7 pm came and food arrived. It looked good and was good, although it was served cold. The tray had soup, bread rolls, orange juice, salmon with mashed potato and a yogurt. We fed our kid the soup, which he then promptly vomited up. So I ate his food and cleaned his bed. Once this was done, we then spent an hour trying get them to them to stamp our insurance forms. It turned out, that this clinic is used to being paid directly, by blind, foolish insurance companies and are not used to offering evidence of medical treatment directly to a patient. Once this was done and we had our forms stamped to claim back some of the money, I carried my boy wrapped in a towel, back to the car and we all drove home, totally exhausted.
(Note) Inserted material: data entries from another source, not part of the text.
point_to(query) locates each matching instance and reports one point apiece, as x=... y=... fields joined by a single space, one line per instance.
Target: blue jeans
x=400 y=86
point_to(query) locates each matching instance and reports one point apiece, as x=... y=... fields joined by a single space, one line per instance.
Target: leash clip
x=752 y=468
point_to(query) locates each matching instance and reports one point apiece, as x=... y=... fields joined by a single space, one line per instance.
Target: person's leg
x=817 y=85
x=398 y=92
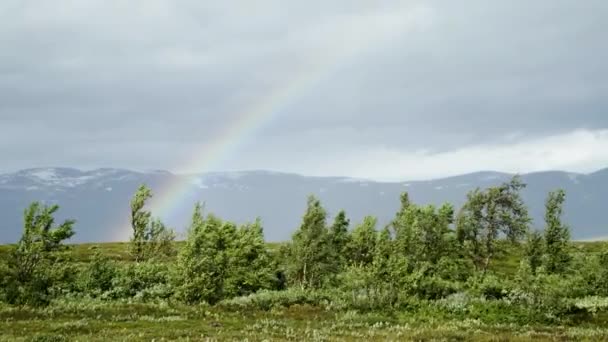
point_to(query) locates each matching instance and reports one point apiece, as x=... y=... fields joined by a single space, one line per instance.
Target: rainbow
x=251 y=120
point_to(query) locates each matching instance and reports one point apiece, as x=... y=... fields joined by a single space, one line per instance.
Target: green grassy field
x=97 y=320
x=149 y=322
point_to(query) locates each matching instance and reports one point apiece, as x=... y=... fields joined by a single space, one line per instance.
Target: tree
x=557 y=234
x=250 y=264
x=340 y=237
x=219 y=260
x=150 y=236
x=30 y=264
x=203 y=260
x=362 y=245
x=311 y=261
x=488 y=215
x=534 y=250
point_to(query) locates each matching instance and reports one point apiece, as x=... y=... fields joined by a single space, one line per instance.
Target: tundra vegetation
x=434 y=273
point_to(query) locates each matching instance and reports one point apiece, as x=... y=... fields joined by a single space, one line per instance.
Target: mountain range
x=99 y=199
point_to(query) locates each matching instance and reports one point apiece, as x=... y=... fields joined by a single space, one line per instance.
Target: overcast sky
x=402 y=90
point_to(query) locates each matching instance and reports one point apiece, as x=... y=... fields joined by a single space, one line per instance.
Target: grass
x=92 y=321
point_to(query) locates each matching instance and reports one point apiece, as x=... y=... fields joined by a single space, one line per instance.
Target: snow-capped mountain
x=99 y=199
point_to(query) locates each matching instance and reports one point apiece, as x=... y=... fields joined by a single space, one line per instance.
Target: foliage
x=31 y=275
x=150 y=237
x=220 y=261
x=426 y=267
x=486 y=216
x=557 y=235
x=362 y=245
x=311 y=262
x=340 y=237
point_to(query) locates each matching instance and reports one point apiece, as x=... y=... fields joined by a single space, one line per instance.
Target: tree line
x=426 y=252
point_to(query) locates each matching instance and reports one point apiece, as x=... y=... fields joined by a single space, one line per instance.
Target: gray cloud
x=149 y=84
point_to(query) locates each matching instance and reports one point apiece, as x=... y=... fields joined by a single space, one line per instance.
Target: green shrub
x=266 y=300
x=98 y=275
x=489 y=286
x=144 y=281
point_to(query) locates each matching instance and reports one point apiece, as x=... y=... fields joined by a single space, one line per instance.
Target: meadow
x=433 y=274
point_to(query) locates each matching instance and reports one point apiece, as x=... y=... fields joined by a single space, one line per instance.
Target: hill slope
x=99 y=199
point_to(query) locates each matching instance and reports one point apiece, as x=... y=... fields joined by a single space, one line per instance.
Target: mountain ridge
x=99 y=198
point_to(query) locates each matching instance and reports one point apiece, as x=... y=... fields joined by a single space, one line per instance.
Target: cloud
x=578 y=151
x=151 y=84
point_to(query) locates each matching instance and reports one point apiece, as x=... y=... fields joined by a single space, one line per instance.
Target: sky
x=390 y=90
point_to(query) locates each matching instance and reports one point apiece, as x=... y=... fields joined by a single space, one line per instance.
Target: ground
x=77 y=320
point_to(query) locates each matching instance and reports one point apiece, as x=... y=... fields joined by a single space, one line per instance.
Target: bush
x=144 y=281
x=98 y=276
x=266 y=300
x=489 y=286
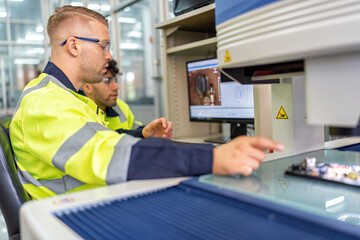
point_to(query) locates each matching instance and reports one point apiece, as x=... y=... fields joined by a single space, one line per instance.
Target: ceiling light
x=105 y=7
x=94 y=6
x=126 y=20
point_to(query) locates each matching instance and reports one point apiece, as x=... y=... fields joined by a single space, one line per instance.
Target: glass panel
x=25 y=10
x=100 y=6
x=3 y=35
x=136 y=55
x=171 y=9
x=27 y=33
x=3 y=13
x=76 y=3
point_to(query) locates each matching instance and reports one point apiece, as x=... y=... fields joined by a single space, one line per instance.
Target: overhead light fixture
x=39 y=28
x=135 y=34
x=105 y=7
x=93 y=6
x=34 y=37
x=26 y=61
x=127 y=46
x=127 y=20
Would I recommend this clinic? In my opinion, it is clean, modern and comfortable, however what lets it down so badly, is the total lack of customer care, bedside charm ("bedside manner") and friendliness. Bedside charm and a human approach to people, who are sick or who need an operation, are as important as the medical treatment. I have noticed this to be a theme in Russia. This clinic is not cheap and you would think, they would train the staff to behave in a better way towards its high paying customers, their mission statement on the wall of the clinic, is creative marketing. You are just a number another payment to them. We had to ask questions and when we did, they looked annoyed, I had to clear up my sons vomit and the nurse did not even take away the dirty sheet from his bed. This clinic is probably very capable of performing any of its advertised services, however I would not go back, as it lacks a human approach. This is a common problem in Moscow, from healthcare, hotels to eating out. A human approach, is vital where ever you live. The professor (hospital janitor) did the job, I don't know if he did it well, as it's too early to say but I feel pleased and fortunate to have found him via a kind recommendation. As for overall verdict for the American Medical Center, we were not impressed at all by the service and lack of professionalism but the clinic has all the bells and whistles that you would expect from a private clinic.